A deep wrinkle appears between Raimo’s bushy white eyebrows. He peers with even more intensity at my wound. More flashes of cold, then hot, then cold again, but I feel them only vaguely, like the idea of temperature instead of the reality.

And now Raimo is scowling.

He mutters to himself, then matter-of-factly unbuttons the back of my dress and pulls it down my arms. The action tugs at the bandages over my flayed back, and I writhe helplessly. Once again, I feel wisps of hot and cold, this time across my backbone. I have no idea how long it goes on, but when I’m jerked into solid awareness again, Raimo is leaning over me.

“You’re keeping secrets, my dear.” He uses the pads of his thumbs to lift my eyelids wide. “Ice-blue,” he says. He coils a lock of my hair around his finger. “And burnished copper.”

My heart skips unsteadily.

He moves closer, until his hooked nose is only a few inches from mine.

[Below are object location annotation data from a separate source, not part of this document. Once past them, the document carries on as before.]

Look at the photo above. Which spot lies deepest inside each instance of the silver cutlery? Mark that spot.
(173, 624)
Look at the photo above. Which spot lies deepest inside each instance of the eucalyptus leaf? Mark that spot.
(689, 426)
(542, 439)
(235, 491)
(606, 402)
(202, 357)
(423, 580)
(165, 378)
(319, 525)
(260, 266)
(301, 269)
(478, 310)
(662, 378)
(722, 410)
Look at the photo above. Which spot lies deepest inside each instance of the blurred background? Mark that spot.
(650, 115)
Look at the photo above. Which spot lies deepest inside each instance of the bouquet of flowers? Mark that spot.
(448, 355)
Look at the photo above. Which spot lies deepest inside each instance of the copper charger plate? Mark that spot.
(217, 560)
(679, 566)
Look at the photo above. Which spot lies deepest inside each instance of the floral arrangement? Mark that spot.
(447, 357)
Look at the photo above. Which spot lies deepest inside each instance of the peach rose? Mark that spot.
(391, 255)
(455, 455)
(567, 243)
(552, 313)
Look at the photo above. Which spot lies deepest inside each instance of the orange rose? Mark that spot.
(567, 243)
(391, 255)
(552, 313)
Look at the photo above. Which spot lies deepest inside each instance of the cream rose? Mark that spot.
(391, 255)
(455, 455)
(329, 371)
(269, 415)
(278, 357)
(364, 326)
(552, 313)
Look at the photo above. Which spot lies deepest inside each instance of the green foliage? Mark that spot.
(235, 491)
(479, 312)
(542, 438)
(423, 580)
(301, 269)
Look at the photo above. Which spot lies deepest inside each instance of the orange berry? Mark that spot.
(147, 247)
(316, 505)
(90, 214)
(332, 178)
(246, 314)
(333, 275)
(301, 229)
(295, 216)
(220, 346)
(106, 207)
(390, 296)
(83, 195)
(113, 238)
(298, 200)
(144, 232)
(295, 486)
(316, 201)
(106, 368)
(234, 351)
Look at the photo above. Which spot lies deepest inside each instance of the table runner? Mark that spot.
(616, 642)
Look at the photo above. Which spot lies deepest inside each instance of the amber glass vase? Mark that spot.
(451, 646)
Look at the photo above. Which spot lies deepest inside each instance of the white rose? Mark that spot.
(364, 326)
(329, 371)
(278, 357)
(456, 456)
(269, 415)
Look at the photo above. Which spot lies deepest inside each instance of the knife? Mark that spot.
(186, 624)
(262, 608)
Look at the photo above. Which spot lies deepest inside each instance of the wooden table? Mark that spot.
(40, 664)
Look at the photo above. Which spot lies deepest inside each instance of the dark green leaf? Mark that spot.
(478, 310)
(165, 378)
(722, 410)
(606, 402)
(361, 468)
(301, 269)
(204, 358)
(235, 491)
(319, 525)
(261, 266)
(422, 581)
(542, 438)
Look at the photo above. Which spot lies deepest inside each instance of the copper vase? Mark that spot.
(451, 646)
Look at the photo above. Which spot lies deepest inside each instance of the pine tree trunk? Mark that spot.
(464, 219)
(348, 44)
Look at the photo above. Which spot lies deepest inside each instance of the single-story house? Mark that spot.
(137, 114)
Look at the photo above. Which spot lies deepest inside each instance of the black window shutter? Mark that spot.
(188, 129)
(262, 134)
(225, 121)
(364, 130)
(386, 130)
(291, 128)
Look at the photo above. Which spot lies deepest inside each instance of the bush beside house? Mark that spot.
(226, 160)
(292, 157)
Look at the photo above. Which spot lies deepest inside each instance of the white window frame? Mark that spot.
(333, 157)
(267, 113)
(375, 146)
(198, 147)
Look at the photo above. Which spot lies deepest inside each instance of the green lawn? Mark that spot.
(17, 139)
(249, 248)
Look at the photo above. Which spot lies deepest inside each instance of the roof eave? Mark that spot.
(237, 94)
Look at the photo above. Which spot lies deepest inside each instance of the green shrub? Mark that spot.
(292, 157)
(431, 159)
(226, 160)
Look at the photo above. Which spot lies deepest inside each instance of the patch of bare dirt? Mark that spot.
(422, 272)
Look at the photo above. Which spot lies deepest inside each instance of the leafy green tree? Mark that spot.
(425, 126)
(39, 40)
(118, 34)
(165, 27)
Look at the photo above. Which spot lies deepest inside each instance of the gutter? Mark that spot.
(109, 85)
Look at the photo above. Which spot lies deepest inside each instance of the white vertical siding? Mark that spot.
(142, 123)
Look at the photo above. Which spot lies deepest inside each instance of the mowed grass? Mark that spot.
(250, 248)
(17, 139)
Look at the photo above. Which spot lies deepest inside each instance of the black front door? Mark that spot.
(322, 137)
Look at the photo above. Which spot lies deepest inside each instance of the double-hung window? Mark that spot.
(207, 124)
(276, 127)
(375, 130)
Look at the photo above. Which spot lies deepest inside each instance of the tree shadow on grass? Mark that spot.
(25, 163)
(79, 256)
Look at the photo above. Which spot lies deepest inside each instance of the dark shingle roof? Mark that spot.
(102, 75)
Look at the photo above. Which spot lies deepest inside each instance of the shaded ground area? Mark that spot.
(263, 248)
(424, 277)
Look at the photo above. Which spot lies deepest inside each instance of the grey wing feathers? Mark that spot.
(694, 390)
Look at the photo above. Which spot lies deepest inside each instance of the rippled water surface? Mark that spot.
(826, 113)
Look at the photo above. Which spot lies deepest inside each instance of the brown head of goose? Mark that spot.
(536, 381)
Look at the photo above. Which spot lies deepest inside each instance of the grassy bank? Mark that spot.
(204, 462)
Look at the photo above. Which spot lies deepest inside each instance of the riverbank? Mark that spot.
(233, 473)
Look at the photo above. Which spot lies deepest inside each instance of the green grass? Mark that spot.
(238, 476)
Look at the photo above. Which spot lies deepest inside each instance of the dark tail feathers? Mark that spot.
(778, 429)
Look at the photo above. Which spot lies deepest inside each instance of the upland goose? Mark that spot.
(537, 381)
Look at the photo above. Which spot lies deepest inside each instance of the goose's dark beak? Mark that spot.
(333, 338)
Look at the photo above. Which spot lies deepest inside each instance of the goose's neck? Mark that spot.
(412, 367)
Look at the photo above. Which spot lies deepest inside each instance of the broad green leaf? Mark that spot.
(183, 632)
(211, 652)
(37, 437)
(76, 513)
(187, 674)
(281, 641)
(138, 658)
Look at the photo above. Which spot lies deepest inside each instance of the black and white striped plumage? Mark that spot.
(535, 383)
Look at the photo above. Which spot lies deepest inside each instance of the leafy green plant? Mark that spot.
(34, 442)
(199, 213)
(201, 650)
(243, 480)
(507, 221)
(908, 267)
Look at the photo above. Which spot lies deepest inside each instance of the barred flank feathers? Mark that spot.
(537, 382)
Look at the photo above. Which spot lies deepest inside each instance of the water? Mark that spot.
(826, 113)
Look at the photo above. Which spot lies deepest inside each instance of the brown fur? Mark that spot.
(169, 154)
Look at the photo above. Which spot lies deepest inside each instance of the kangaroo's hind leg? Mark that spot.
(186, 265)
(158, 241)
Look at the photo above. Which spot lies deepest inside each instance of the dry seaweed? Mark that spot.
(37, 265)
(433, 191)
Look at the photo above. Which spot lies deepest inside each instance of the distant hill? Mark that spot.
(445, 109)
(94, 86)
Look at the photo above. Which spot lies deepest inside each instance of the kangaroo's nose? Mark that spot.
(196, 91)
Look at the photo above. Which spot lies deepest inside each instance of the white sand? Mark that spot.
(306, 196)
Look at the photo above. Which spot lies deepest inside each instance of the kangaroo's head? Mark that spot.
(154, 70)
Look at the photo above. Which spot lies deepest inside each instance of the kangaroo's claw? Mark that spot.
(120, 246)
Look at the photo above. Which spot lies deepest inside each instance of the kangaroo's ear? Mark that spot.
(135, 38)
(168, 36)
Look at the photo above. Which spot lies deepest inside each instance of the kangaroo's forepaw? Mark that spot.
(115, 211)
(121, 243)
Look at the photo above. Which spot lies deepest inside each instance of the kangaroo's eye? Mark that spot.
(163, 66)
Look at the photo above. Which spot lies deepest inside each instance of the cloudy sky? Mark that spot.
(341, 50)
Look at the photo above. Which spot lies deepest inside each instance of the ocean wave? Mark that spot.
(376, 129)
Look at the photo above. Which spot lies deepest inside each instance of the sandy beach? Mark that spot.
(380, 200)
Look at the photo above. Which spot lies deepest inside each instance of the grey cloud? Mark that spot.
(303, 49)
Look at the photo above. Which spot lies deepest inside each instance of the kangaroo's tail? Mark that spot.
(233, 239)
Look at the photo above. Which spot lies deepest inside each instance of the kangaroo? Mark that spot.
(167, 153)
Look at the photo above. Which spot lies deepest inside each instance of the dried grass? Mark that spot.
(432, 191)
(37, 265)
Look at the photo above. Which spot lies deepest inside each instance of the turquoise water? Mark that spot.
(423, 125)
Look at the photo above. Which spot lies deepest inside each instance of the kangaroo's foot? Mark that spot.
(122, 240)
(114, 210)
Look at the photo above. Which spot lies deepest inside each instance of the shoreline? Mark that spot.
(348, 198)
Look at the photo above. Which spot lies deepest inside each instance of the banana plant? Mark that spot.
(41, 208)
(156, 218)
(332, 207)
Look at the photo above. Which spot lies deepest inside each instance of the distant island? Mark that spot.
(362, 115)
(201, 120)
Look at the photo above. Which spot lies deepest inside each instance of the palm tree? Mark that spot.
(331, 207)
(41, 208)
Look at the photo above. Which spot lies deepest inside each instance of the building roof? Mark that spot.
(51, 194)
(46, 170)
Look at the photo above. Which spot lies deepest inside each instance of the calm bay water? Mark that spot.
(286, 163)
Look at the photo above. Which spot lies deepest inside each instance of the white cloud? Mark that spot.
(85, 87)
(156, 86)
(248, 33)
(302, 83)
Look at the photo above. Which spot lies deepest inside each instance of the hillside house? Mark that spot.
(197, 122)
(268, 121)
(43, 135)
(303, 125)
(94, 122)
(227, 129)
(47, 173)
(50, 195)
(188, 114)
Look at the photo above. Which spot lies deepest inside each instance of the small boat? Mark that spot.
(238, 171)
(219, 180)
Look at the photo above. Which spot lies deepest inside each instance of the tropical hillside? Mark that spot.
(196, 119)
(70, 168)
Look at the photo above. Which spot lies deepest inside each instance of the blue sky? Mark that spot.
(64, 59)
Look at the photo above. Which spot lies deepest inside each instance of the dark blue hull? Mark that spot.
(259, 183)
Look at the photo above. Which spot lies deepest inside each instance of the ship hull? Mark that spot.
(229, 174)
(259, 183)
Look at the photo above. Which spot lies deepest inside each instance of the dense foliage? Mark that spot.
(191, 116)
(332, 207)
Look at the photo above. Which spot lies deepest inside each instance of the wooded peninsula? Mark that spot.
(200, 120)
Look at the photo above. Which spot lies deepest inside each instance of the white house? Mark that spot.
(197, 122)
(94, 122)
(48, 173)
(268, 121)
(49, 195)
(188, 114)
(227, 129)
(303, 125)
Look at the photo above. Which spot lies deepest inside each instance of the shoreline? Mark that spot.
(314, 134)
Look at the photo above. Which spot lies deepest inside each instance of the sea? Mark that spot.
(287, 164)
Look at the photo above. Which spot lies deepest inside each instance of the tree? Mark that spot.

He smells of fish and wet fur. “I am going to ask you a question, and it is very important that you answer me truthfully. Your life depends on this truth. Understand?”

I nod, though my heart is thumping madly.

“Do you have a mark?”

“Wh-what?” I whisper. “Why are you asking me that?” Panic swirls inside me. How could he know?

He smirks as he reads the fear in my eyes. “You’re not strong enough to stop me if I want to search for it, but it will be easier if you’d just tell me where it is. I’m not going to hurt you.”